Amazon looks set to bring its checkout-free convenience stores this side of the Atlantic.
On Monday the online giant posted a video to promote the new Amazon Go concept, which is due to get its first outing early next year in Seattle. On the same day it trademarked the name ‘Amazon Go’ in the UK, The Grocer can reveal.
Amazon would not comment on its plans, but experts believed the UK would be the next logical destination for the stores, which eliminate the need for customers to pay for goods at a checkout.
Instead, customers will be able to use their smartphones to download the Amazon Go app, which will track everything they take from the shelves and charge their Amazon account accordingly when they walk out.
Neil Saunders, MD of retail research agency Conlumino, said Amazon would be likely to see the UK as its next market after the US. But he warned the UK environment was much tougher to crack, having worked in both countries.
“In the US, even in New York, convenience stores tend to be independently owned and fairly expensive,” he said. “Whereas the UK is saturated with convenience stores and margins are very thin.”
Saunders doubted the checkout-eliminating technology would be enough to tempt consumers on its own.
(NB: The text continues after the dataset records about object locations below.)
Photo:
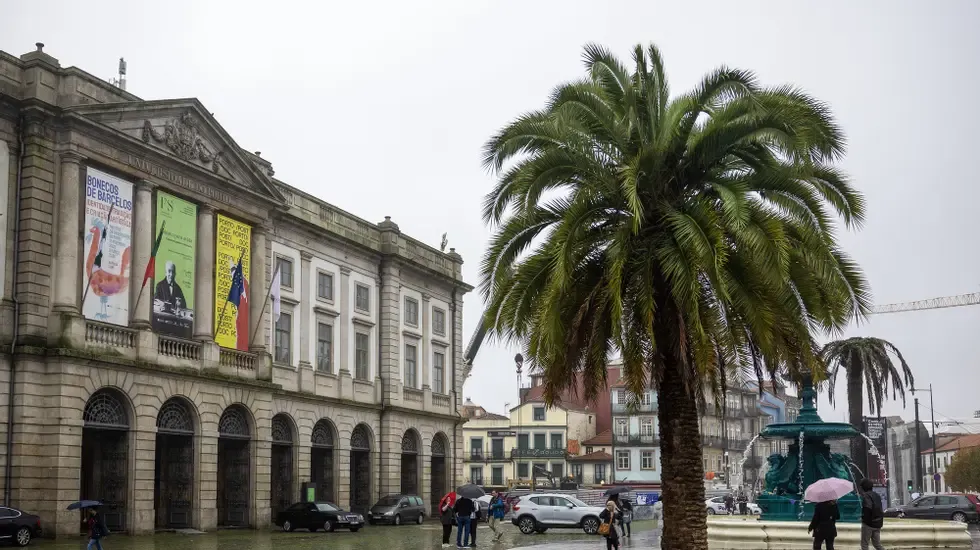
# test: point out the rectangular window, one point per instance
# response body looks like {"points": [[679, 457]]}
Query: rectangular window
{"points": [[362, 297], [411, 367], [324, 347], [439, 321], [324, 286], [439, 372], [497, 476], [647, 460], [285, 267], [361, 355], [411, 312], [284, 329], [622, 460]]}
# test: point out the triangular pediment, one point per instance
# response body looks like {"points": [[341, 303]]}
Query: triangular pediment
{"points": [[184, 129]]}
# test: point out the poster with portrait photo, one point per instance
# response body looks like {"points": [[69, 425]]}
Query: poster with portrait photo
{"points": [[173, 276]]}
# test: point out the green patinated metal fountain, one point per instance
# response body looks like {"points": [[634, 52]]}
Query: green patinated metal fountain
{"points": [[788, 476]]}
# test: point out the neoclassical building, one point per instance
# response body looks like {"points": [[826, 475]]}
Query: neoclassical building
{"points": [[188, 401]]}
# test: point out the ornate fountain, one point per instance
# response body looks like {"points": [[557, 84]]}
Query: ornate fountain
{"points": [[809, 459]]}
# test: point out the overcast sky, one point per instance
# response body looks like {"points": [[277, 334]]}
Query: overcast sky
{"points": [[382, 108]]}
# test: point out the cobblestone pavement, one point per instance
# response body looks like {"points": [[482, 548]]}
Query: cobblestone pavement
{"points": [[406, 537]]}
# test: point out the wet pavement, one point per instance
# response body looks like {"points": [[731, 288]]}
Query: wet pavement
{"points": [[406, 537]]}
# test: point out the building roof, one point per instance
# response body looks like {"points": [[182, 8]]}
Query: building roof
{"points": [[967, 441], [602, 438], [598, 456]]}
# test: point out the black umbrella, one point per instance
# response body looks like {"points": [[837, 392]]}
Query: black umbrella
{"points": [[84, 504], [470, 491], [616, 491]]}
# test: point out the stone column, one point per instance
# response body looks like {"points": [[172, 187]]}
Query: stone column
{"points": [[66, 260], [204, 276], [144, 233], [257, 287]]}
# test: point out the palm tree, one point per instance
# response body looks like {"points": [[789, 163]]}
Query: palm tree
{"points": [[693, 236], [867, 363]]}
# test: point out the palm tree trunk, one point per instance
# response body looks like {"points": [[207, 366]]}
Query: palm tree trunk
{"points": [[855, 412], [684, 516]]}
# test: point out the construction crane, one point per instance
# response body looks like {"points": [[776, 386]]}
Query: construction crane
{"points": [[932, 303]]}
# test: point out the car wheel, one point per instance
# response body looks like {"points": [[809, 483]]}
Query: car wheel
{"points": [[590, 526], [23, 537], [527, 525]]}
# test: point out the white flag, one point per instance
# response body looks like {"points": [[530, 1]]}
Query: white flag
{"points": [[275, 293]]}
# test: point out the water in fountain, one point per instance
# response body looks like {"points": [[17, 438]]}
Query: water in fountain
{"points": [[881, 460]]}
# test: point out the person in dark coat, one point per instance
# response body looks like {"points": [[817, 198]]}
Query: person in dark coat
{"points": [[823, 525]]}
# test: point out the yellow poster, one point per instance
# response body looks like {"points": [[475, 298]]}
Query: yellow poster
{"points": [[232, 249]]}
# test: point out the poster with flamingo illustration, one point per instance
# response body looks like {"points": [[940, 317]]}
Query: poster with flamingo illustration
{"points": [[108, 239]]}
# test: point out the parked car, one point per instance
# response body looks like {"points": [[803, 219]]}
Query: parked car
{"points": [[18, 526], [954, 506], [318, 515], [397, 509], [536, 513]]}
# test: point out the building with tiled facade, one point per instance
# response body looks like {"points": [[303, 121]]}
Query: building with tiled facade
{"points": [[353, 388]]}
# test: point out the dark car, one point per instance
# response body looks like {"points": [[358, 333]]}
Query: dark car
{"points": [[955, 506], [318, 515], [397, 509], [18, 526]]}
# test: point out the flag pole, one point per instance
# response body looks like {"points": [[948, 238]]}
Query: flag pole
{"points": [[264, 302], [225, 307]]}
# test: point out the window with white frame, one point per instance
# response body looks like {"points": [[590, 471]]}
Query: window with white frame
{"points": [[324, 347], [411, 366], [622, 460], [284, 335], [411, 311], [439, 321], [362, 297]]}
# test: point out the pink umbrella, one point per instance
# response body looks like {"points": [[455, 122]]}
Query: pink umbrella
{"points": [[831, 488]]}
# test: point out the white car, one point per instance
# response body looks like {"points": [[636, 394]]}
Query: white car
{"points": [[538, 512]]}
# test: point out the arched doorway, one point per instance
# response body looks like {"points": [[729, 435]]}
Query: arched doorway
{"points": [[440, 485], [173, 479], [321, 461], [105, 455], [234, 466], [282, 464], [410, 462], [360, 469]]}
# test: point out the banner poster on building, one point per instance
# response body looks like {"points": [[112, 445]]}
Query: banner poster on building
{"points": [[234, 242], [108, 237], [173, 275], [875, 429]]}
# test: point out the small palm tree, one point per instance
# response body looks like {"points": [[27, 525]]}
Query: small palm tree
{"points": [[691, 235], [868, 364]]}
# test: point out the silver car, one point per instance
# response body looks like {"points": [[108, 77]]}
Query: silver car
{"points": [[538, 512]]}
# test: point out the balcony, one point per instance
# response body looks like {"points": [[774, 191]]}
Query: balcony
{"points": [[538, 453]]}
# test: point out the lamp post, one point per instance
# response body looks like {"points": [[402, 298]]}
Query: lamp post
{"points": [[932, 416]]}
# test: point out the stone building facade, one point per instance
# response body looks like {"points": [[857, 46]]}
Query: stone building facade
{"points": [[354, 388]]}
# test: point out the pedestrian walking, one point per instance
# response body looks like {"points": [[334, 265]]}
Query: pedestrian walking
{"points": [[464, 511], [447, 515], [823, 525], [872, 516], [607, 527], [497, 511], [96, 529]]}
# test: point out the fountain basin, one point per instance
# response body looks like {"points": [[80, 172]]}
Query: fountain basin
{"points": [[755, 534]]}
Amazon’s plans to stock fresh “ready-to-eat” breakfast, lunch, dinner, and snack options could be a larger draw, he argued. “In that way they become a threat to players like Pret and that’s more of an opportunity,” he said.
Geoffrey Barraclough, head of propositions at payment technology company EVO, also said the checkout-free technology was unlikely to hold “mass market” appeal. The cost of the system was likely to push up grocery prices, he forecast. “Any other retailer confronted with the cost of this would laugh and say that’s ridiculous. So it’s not going to be a discount store.
“Amazon does have a demographic. It’s aiming at a certain group of people who would find the technology inordinately cool rather than people who would find it creepy and invasive.”